Textural features extracted from 18 FDG PET/CT images help discriminate prosthetic valve endocarditis from inflammatory disease

Introduction: Prosthetic valve endocarditis (PVE) is challenging to distinguish from non-specific inflammation (NSI) while this differential diagnosis is essential for patient management. We investigated whether radiomic features extracted from ¹⁸F-FDG PET/CT images of the prosthetic valve region could assist in the differential diagnosis.

Methods: PET/CT images were obtained 60 min after injection of 4 MBq/kg of ¹⁸F-FDG using a PET/CT scanner (GE Discovery 690), 3 min per bed position, from 29 patients with PVE and 88 patients with NSI. Images were reconstructed using 3D OSEM TOF including attenuation correction and analyzed using LIFEx (Nioche et al, Cancer Res 2018). For each patient, a region of interest including the valve was drawn based on the CT scan by combining thresholding and dilation operations. The region was copied to the PET scan and 42 features (SUVmax, histogram based features and textural features) were extracted. Univariate ROC analyses were performed for each feature using 2/3 of the whole data set as a training set (TS) to determine the optimal cut-off defined as the one maximizing the Youden index (sensitivity+specificity-1) to separate PVE from NSI. The Youden index for that cut-off was then calculated on the remaining 1/3 data set, called external set (ES). This was performed 20 times with a different random split of the whole data set. In addition, linear models and scores to identify PVE from NSI using 2 features were systematically screened on the TS and assessed on the ES. The process was also repeated 20 times with different random splits.

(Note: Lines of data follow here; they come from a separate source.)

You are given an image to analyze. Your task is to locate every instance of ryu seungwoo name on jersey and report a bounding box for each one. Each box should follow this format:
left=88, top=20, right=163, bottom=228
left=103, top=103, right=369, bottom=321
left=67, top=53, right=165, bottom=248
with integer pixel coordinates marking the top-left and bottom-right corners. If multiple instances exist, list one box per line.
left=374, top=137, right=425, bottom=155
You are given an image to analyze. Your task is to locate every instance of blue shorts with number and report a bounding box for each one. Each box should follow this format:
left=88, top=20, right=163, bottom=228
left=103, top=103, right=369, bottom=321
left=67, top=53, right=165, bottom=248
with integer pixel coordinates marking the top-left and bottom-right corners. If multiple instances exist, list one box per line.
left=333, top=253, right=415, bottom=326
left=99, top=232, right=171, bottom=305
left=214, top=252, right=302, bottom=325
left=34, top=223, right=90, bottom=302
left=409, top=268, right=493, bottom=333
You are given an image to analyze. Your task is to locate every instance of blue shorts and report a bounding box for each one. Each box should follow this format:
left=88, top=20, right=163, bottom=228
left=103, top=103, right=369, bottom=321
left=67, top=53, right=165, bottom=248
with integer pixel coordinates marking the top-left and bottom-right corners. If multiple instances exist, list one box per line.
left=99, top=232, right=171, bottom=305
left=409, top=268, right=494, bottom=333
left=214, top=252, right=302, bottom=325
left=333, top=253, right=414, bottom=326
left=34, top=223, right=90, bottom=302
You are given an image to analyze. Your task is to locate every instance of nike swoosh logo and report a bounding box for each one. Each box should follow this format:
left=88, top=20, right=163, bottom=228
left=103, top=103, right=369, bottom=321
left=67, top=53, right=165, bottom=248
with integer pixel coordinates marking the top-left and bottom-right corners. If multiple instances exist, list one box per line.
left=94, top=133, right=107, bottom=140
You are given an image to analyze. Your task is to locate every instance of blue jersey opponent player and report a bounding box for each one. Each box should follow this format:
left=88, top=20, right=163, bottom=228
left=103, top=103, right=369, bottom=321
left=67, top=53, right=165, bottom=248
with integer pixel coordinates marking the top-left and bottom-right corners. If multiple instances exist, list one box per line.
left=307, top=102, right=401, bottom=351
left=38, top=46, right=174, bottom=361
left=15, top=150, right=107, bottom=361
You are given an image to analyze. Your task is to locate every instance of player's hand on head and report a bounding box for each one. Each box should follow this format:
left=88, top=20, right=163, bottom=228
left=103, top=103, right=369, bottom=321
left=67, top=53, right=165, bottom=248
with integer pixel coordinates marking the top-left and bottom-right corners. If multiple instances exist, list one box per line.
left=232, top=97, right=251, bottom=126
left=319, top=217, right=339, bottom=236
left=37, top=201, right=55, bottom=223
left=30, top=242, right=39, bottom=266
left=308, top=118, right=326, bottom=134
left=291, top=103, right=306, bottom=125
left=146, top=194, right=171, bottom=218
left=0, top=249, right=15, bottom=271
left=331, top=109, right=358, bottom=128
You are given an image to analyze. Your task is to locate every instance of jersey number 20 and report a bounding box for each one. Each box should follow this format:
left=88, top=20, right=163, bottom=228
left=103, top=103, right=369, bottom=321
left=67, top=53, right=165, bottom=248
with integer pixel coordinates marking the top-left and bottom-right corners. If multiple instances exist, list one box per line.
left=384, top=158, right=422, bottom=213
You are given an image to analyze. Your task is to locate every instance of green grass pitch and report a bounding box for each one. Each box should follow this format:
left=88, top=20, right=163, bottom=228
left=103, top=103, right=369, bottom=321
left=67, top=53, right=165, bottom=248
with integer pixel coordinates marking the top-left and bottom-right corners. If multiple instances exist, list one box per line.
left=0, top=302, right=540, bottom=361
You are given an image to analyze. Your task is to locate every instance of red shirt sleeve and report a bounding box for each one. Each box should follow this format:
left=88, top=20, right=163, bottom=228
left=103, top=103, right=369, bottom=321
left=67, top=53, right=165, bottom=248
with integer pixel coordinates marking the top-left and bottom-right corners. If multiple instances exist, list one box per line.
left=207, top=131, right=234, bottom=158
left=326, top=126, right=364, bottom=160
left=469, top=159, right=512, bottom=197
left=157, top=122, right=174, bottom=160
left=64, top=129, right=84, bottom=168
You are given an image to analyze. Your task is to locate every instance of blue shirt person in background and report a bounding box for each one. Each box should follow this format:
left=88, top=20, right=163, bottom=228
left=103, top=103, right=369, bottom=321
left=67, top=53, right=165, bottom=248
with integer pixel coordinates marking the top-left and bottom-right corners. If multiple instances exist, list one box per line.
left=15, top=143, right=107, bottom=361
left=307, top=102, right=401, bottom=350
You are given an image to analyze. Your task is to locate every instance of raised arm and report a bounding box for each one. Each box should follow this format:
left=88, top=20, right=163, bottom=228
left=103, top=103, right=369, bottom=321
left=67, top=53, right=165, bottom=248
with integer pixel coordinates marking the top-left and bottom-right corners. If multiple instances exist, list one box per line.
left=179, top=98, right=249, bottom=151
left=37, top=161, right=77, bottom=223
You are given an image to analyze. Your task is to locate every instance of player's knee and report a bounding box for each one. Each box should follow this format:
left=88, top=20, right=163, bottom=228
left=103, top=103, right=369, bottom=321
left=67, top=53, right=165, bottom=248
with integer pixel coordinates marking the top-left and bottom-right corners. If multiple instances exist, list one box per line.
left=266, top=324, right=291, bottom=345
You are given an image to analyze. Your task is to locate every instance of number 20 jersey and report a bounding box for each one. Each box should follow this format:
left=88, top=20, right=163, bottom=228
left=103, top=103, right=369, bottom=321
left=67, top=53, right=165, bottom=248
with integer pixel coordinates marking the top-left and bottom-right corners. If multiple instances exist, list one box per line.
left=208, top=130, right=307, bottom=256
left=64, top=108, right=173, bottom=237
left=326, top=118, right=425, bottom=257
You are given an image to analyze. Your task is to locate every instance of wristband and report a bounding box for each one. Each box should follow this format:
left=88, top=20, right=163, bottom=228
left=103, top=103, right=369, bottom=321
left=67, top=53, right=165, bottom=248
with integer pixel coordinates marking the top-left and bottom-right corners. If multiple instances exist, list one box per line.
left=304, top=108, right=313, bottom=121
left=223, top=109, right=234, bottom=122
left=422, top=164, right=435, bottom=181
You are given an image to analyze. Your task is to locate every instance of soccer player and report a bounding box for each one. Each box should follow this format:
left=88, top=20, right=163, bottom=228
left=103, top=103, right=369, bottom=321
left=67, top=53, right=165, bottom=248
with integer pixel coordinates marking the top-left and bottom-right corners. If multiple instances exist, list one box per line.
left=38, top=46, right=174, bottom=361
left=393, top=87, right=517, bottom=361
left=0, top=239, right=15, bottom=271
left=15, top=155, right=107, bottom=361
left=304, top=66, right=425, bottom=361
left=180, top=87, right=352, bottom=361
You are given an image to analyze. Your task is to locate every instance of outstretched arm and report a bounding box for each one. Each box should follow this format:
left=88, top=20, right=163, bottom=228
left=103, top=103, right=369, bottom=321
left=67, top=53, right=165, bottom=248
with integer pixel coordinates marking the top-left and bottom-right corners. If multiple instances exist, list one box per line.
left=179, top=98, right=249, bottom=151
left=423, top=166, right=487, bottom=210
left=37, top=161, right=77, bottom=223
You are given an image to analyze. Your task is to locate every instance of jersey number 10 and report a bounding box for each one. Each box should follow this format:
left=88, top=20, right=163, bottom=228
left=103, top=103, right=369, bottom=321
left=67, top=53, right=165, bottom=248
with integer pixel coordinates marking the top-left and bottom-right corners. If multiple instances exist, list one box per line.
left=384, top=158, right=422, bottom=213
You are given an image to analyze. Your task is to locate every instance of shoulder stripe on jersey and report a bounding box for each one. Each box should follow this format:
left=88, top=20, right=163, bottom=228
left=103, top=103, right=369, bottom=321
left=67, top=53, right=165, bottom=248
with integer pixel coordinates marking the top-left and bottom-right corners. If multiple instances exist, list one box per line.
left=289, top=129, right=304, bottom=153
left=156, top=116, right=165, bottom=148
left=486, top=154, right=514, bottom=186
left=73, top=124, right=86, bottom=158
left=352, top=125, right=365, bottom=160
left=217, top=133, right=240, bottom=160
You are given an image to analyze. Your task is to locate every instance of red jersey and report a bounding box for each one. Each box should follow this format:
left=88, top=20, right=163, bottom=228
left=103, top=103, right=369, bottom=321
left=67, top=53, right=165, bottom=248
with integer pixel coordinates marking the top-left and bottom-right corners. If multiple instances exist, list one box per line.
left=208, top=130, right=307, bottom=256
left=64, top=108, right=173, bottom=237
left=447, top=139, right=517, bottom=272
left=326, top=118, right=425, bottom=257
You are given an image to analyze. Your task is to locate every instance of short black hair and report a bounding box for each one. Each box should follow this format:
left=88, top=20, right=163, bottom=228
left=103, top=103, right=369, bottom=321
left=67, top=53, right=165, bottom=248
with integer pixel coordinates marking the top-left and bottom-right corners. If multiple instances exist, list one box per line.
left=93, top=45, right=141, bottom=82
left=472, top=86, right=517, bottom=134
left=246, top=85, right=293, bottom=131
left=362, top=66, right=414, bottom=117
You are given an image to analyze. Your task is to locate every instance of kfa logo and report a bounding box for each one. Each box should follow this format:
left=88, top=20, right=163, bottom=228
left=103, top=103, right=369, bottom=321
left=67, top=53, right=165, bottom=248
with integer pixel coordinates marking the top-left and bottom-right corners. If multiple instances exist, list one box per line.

Results: Using ROC analysis, SUVmax yielded the highest performance to identify PVE from NSI, with an area under the curve (AUC) of 0.83±0.03 on the ES. Using an SUVmax cut-off of 4.5±0.3, the sensitivity±1SD/specificity±1SD for PVE detection calculated on ES were 73±8%/76±17%. When combining 2 features, the most promising model was a score combining High Grey-level Zone Emphasis (HGZE) with SUVmax. Patients with at least one “risk” factors (SUVmax > 4.5±0.3 and/or HGZE > 340±25) corresponded to 85±12% of the patients with PVE in the ES, which was significantly higher (p<0.05) than the sensitivity obtained when using SUVmax only. Patients with no risk factor (SUVmax &#8804;4.5±0.3 and HGZE &#8804; 340±25) corresponded to 65±12% of the patients with NSI, which was not significantly different from the specificity obtained when using SUVmax only (p>0.05). Yet, SUVmax and HGZE were highly correlated (Pearson r of 0.94). This suggests that their combination mostly increases the reliability of the assessment of the maximum metabolic activity within the lesion instead of actually reflecting the spatial distribution of the metabolic activity on top of its magnitude.

Conclusions: These results suggest that accounting for one or more radiomic features might be useful to identify patients with PVE. Increasing the size of the cohort will make it possible to investigate whether machine learning approaches involving these features and more sophisticated ones can yield better classification performance.